We had no clue that this redneck from North Carolina would be building a million dollar home and he and wife would be driving Jaguars and BMW's instead of the pick up truck that Ergun Caner told us about. Neither could we have possibly seen that his preaching schedule the first year would be sporadic at best, vacating the pulpit without notice, even being so arrogant as to announce that his new book was keeping him from preparing his sermons necessitating a guest speaker...then we read the book and find out he doesn't live by the precepts on money and greed and gifts he puts forth for other pastors.

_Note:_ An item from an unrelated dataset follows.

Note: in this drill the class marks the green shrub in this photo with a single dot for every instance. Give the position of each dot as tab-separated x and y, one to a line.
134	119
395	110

We were told he would be more of a loving "pastor", a man of the people unlike the other pastors. Who would have thought that this new loving pastor would repeatedly beat us up and charge us as being "legalistic", and "worshipping the past" and "worshipping previous pastors"? Who thought that this loving pastor would tell the pastors in his old stomping grounds of North Carolina that we are a "hotbed of legalism"? And who can forget about the way our bylaws were clandestinely changed to give him more power, calling for a vote with no explanation of the changes given to the congregation? And we know he wants a school, so he holds an unannounced vote to take $500,000 from the church offerings to start the school. We've spent hundreds of thousands to put Mac on INSP network so that Mac can put on his bio that he is "heard around the world on radio and TV"...and of course he allowed some "influential deacons" use our church facilities to host a "Time to Stand With Israel" to raise funds for an Israeli hospital where abortions are performed...yes, under Mac's wonderful leadership our church facilities, built by saints of God over decades with sweat and sacrifice: have been used to raise funds for an Israeli hospital that performs abortions. I must have missed that part of the David Allen's sermons describing what we had in store with Mac Brunson.
Have I made my point?
Now we are stuck with Mac. With the bylaw changes there will be no getting rid of him until he gets tired of dealing with us recalcitrant sheep and he moves on to something else. He won't humble himself to address any of these items with his church, and thus he has damaged his ability to lead.
I hope our country doesn't make the mistake of hiring Barack Obama. If he is elected, we're stuck with him for 4 years...but at least in his case there are checks and balances to not let him have total control of our government and the damage he wreaks can be muted.
Not so with Mac - no checks and balances, he is "God's man" and has the keys to the church. And he leads us into a satellite ministry while our church is at less than 50% capacity. We are spending $500,000 of the church's money on the school start-up, and the architects are nearly done with the renovation designs and cost estimates that we'll have to vote on.
So get ready folks...it is going to take one heck of a marketing campaign to sell all of this to the church - good thing Mac has the ace church marketer Maurilio Amorim on his team to help make the sale to the gullible sheep of FBC Jax; even Maurilio is going to find this a tremendous challenge.